Right enough, with the sky finally peeling back to show stars and the promise of sunlight, after these last few days of darkness at noon, ominous roiling clouds overhead, and the very earth shaking right through yesterday.
It began Friday, with a shock in mid-afternoon enough to knock a man off his feet, toppling grave markers and it's said in the streets that even the high, wide veil in the Temple itself tore from top to bottom, as the vast walls of the inner chambers heaved about.
Strange days, he thought, but now the first day of a new week, and a new week is just what we need. After the distraught frenzy of the crowds, building and growing through the Passover preparations, rioting in the porticos of the Temple itself, Roman processions in the street flaunting their condemned captives, snatching innocent pilgrims out of the throng for commandeered dirty work on their behalf: the Passover itself yesterday was subdued, quiet, with just the occasional shaking deep beneath everyone's feet to keep the uneasy calm off balance.
Now light is splitting the sky overhead, and the nearly visible beams of dawn reach over the Mount of Olives, touch the gold peaks of the Temple as with fire, and soon even this rocky garden patch on the west side of the city, just beyond the walls, would have light enough to move about without fear of a foot set wrong, a wrenched ankle for your troubles.
It was not the first time the Roman swine had used his property for an execution ground, and it was not as if he had any choice in the matter. No one bore him any ill will, for who could say "No" to Rome? Only messianic raving preachers on marketplace platforms could shout contradiction to the imperial eagles as they passed, and they were snatched up and stuffed away so quickly you couldn't keep their names straight in memory. All the Johns and Jameses and Joshuas started to blur together.
What this dawn and new week meant was a setting to rights. Crowds gathered, not too disorderly with legionaries nearby, but new spring flowers were trampled, gravestones not shaken by earthquake might have been swung about to make a place to stand and see more clearly . . . what kind of thoughtless fool would stand on a tomb slab? Didn't they know that someday they would want the peace of their grave to be uninterrupted into the ages? The Sadducees said that death was oblivion and the disposition of the body was no matter to anyone, least of all to the dead, but in his garden, the body would be given rest and respect, and the . . . soul, or what ever the Almighty might determine, would have a place, here if not in Sheol.
Dawn breaking over the western wall of Jerusalem, and the crust worn down by equally eroded teeth, the old gardener stood to survey his plot.
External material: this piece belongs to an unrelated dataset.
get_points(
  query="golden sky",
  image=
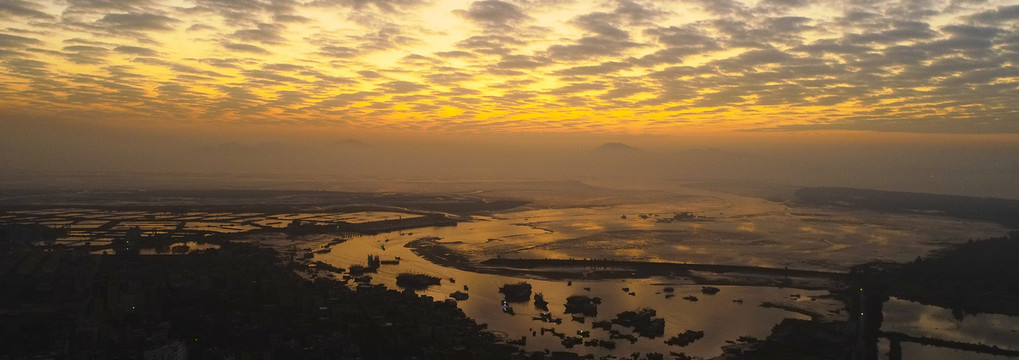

The one piece of property he owned outside of the city proper, it was a rough square of rocky knolls, level spaces of bush and planted herbs or flowering shrubs, the vales each with their funerary niches and large stones to seal them from the dogs.
The Romans were all too good about cleaning up their own messes, so the post holes chipped into the higher rocks were bare to the sky, only the stain of blood on the bare ground about them showing their purpose. No nails, fragments of wood, or even nastier pieces of anything were left. It would be the litter of the witnesses only to pick up, and a few broken stems to either saw off or bend back.
Yet even at this hour, there was some disturbance further below; he could see, down where there was still some shadow, a figure quickly striding away in a clean white robe, and closer still a group of women rushing towards where he stood, holding ointment jars and no doubt looking for a particular tomb, or help with moving a stone.
The gardener sighed. This was never the start of a good day, or good news. He hitched up his robe at the shoulders, and walked towards the women to see what they had to say.